I have recently been contracted by a commercial publisher to write a popular history book entitled The Mob Reformer: The Life and Legend of Wat Tyler which is due for publication in 2018.
The title is taken from that of an old play, Wat Tyler and Jack Straw, or, The Mob Reformers (1750) and the idea for the book first appeared on this website in an earlier post about nineteenth-century appropriations of Wat Tyler. It struck me that every great medieval hero had their ‘mythic biography’: Stephen Knight has published three books and countless articles upon Robin Hood; Joanne Parker in England’s Darling (2007) explores post medieval representations of King Alfred; Stephanie Barczewski, and John and Caitlin Mathews have written at length upon King Arthur. Yet Wat Tyler, who was arguably England’s first notable radical leader, or so he would be called during the eighteenth and nineteenth centuries, did not enjoy the same critical attention that has been devoted to other medieval figures.
The ‘blurb’ which I have submitted to the publishers gives a flavour of the shape that the book is taking (please make an allowance for the sweeping generalisations – I only had max. 150 words to describe the book):
In 1381, England was on the brink – the poor suffered the effects of war, the Black Death, and a Poll Tax. At this time the brave Wat Tyler arose who led an army of commoners to London to meet with King Richard II and present him with a list of grievances and demands for redress. Yet Tyler was treacherously struck down the Lord Mayor, and his head placed upon a spike on London Bridge. Yet Wat Tyler lived on throughout the succeeding centuries as a radical figure, the hero of English Reformers, Revolutionaries, and Chartists. The Mob Reformer: The Life and Legend of Wat Tyler examines the eponymous hero’s literary afterlives. Unlike other medieval heroes such as King Arthur or King Alfred, whose post medieval manifestations were supposed to inspire pride in the English past, if Wat Tyler’s name was invoked by the people the authorities had something to fear.

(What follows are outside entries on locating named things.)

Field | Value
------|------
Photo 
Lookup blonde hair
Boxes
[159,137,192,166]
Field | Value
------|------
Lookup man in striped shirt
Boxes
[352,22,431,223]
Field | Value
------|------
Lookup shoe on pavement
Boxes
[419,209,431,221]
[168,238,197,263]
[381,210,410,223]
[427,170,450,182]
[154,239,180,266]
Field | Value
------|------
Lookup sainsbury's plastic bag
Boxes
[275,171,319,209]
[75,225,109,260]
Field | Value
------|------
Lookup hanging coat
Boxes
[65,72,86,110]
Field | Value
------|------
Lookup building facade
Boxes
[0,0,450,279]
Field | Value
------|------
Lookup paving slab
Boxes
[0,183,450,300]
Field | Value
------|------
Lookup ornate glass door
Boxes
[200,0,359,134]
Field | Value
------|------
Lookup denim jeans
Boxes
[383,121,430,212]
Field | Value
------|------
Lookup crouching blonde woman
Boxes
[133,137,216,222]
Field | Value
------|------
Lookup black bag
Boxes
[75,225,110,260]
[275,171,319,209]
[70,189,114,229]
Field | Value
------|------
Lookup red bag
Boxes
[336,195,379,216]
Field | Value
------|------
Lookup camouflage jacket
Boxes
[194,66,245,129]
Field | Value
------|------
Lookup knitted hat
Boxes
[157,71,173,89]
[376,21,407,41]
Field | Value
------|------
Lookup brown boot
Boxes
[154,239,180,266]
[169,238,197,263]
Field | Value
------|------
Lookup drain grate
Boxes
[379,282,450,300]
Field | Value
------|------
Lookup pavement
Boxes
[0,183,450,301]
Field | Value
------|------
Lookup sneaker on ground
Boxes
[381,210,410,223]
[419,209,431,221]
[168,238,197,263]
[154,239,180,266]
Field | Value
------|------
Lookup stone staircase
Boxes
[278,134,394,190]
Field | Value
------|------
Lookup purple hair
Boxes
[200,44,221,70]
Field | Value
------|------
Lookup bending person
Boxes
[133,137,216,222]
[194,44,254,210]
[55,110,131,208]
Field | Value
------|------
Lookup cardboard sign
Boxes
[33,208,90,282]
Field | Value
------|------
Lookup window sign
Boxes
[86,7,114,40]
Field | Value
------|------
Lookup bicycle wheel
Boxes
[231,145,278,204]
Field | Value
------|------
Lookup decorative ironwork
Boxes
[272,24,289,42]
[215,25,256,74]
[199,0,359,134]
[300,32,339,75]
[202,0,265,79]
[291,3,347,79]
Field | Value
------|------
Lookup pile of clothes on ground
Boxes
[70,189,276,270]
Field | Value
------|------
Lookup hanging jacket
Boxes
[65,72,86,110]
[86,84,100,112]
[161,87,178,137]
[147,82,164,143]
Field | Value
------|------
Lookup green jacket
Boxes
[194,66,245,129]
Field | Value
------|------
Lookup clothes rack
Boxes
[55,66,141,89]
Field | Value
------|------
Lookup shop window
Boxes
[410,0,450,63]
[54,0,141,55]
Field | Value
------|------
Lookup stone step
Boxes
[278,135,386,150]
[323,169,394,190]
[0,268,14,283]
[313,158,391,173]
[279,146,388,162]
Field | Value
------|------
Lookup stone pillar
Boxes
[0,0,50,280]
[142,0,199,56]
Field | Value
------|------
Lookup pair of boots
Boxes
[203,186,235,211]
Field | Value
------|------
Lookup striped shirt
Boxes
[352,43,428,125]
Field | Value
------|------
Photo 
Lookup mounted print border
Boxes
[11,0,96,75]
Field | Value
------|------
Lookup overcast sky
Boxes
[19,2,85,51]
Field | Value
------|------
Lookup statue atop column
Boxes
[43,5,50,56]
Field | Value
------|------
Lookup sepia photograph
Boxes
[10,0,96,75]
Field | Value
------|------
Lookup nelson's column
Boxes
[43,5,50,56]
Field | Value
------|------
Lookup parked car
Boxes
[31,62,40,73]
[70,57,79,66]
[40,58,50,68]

It will begin by giving an account of the so-called Peasants’ Revolt in 1381. It will then examine Tyler’s appearance in the literature of the English Revolution under Oliver Cromwell (1642-1651), before moving on to the eighteenth-, nineteenth-, and twentieth-century radical literature. Consequently, the book will be as much a piece of Tudor, Stuart, Georgian, Victorian, and twentieth-century cultural history as much as it is a piece of medieval history.
As my doctoral research upon Robin Hood winds down, I am really looking forward to starting work on this in earnest. As well as my interest in Robin Hood and highwaymen, another of my research interests is the history of English radicalism, and this book will allow me to pursue this interest to a greater extent than I currently am able to do in my thesis upon Robin Hood.
To radical authors during the late eighteenth century, for example, Tyler became the symbol of a tough Englishman who fought for people’s rights and liberties, which is the case in Robert Southey’s Wat Tyler (1794).
The work will also allow me to revisit some of my favourite nineteenth-century authors such as Pierce Egan the Younger, whose novel Wat Tyler, or, The Rebellion of 1381 (1841) was immensely popular and presented readers with a Chartist Wat Tyler and whose other novel Robin Hood and Little John (1838-40) features prominently in my PhD thesis. In Egan’s novel, Wat leads the revolt and hands the King a Charter with ‘Six Points’ which is highly reminiscent of the Chartist cause.
In fact, Chartism shall feature prominently in the work just as Wat Tyler was important to the Chartists, appearing in several poems published in radical newspapers such as The Northern Star and Reynolds’ Miscellany.
Unlike Robin Hood who was elevated to the rank of an Earl during the seventeenth century, and who has gradually become a relatively conservative (with a small ‘c’) figure, Wat Tyler resists any attempts at gentrification. This is not to say that some authors did not try to make him a hero of the establishment: the book will also explore the attempts at de-radicalising Wat Tyler, in the process allowing me to revisit the works of one of my favourite novelists, William Harrison Ainsworth (1805-1882) and his novel Merry England, or, Nobles and Serfs (1874); G. A. Henty, the arch-imperial propagandist of the late Victorian era, similarly transforms Tyler into a hero of the establishment in A March on London (1898).
The book will also see me revisiting another research interest of mine: the study of penny bloods and penny dreadfuls. Tyler was the hero of several boys’ stories in magazines such as The Boy’s Own and The Boys of England, all of which contained lurid and violent scenes.
Finally, the book moves into the twentieth century when Tyler’s name was invoked by socialist writers and politicians against Margaret Thatcher’s government during the Miners’ Strike of 1984 and the Poll Tax Riots of 1989.
Thus, the book aims, following what Stephen Knight has done for Robin Hood in his works, to provide a history of the literary afterlives of Wat Tyler.